When Mr Goldman submitted his self-assessment tax return he made a claim for repayment of the income tax his employer had deducted from the first £30,000 of the payment on the basis that the payment had been made purely as a consequence of the termination of his employment, and was therefore exempt from tax up to £30,000 and not a wholly taxable payment of earnings.  HMRC refused the claim for repayment and Mr Goldman appealed to the First-tier Tribunal.

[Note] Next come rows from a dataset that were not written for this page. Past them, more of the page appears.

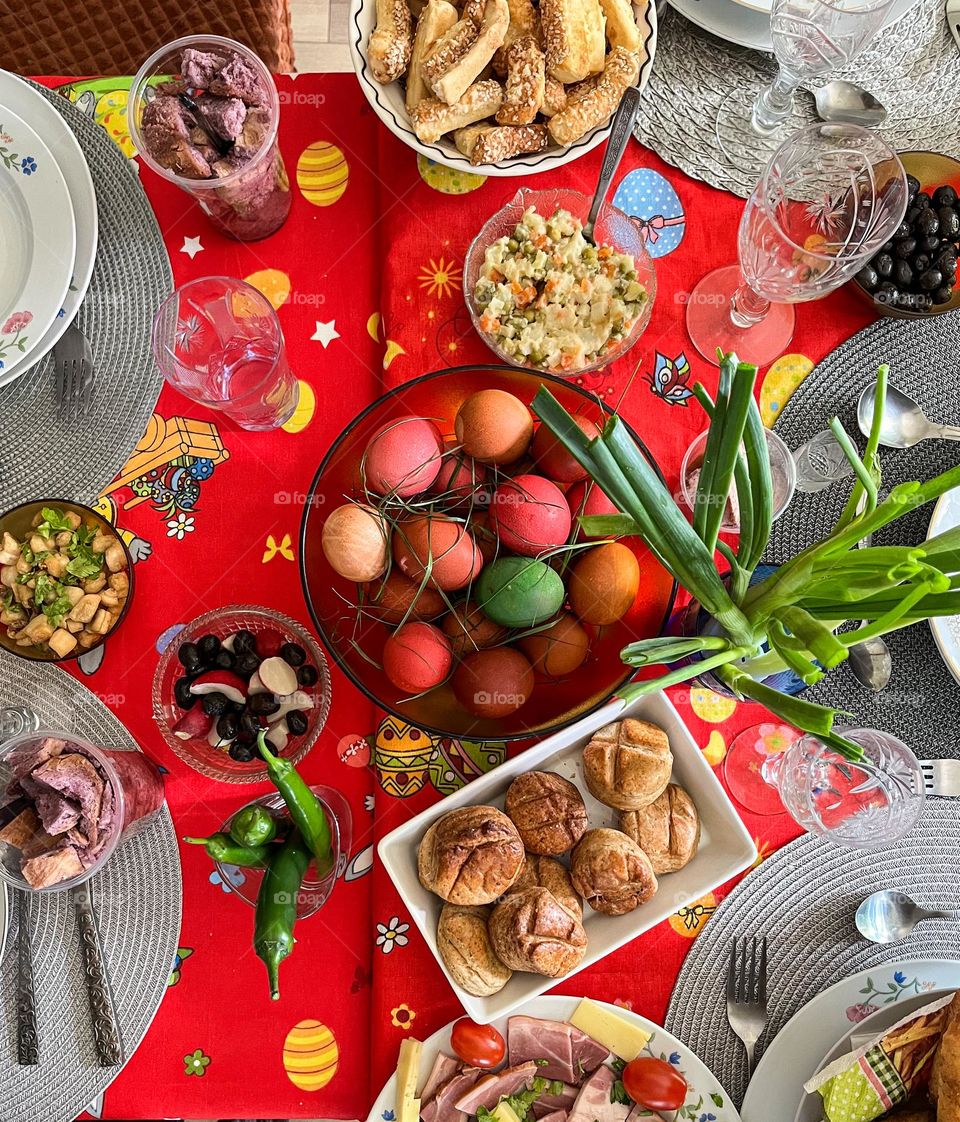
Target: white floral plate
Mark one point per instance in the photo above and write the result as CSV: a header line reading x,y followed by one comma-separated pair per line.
x,y
38,236
705,1100
34,108
776,1093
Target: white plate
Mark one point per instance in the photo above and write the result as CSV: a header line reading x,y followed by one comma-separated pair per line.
x,y
726,847
38,236
704,1097
947,628
749,25
387,101
814,1032
31,107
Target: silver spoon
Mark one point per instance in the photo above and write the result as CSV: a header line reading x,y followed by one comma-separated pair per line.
x,y
845,102
620,131
905,423
889,916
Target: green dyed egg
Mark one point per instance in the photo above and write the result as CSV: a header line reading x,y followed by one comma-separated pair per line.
x,y
519,592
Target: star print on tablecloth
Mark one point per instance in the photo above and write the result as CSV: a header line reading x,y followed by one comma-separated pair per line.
x,y
325,333
191,247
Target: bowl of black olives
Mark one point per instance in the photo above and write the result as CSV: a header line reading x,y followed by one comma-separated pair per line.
x,y
231,674
914,274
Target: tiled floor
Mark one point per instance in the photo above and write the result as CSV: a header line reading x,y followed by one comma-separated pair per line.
x,y
320,35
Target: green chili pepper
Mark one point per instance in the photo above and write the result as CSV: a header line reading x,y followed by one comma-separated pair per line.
x,y
229,852
277,906
254,826
306,812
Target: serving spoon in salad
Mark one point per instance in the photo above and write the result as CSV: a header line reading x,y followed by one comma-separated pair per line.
x,y
624,121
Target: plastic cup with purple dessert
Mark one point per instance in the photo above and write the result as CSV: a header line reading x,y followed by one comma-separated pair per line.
x,y
65,805
203,112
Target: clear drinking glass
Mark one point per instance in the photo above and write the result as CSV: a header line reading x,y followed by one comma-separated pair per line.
x,y
218,340
830,196
811,39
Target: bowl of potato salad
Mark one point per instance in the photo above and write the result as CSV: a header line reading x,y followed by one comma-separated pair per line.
x,y
544,297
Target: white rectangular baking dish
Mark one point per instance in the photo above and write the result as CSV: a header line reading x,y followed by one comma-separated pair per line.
x,y
726,847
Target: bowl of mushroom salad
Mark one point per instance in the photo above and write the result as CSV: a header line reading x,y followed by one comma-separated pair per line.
x,y
65,580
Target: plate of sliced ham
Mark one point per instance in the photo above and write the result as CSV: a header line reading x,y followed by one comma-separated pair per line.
x,y
562,1064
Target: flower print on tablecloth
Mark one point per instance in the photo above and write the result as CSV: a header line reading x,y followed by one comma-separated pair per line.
x,y
391,934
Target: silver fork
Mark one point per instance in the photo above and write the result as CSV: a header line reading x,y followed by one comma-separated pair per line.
x,y
73,368
941,778
747,993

In dismissing Mr Goldman's appeal, the First-tier Tribunal held that the termination payment was taxable in full, as earnings.  The reason for this decision was that, as Mr Goldman's contract of employment permitted his employer to terminate his contract without notice upon payment of a PILON, Mr Goldman's employment had been lawfully terminated even although his employer did not make the PILON to him.  The claim which Mr Goldman had against his employer was therefore a claim for payment of a contractual debt, not a claim for breach of his employment contract, and as such any amount paid in settlement of that claim was wholly taxable as earnings. 

The facts in this case can be contrasted with the situation where an employment contract contains a discretionary PILON clause.  A discretionary PILON clause allows an employer to choose whether or not to make a PILON.  Where an employer has discretion over whether to make a PILON, if the employer chooses to terminate the employment and make a PILON, then the payment will be taxable in full as earnings.  If, alternatively the employer terminates the employment without giving notice or making a PILON, then the employer is in breach of contract and the payment may benefit from the application of the £30,000 tax free exemption if it can be shown that the payment to the employee is not a PILON made in accordance with the terms of the employment contract. 

When considering what, if any, payment in lieu of notice provisions to include within a contract both the employer and the employee would do well to weigh the certainty which a compulsory PILON provides against the adverse tax position of a compulsory PILON.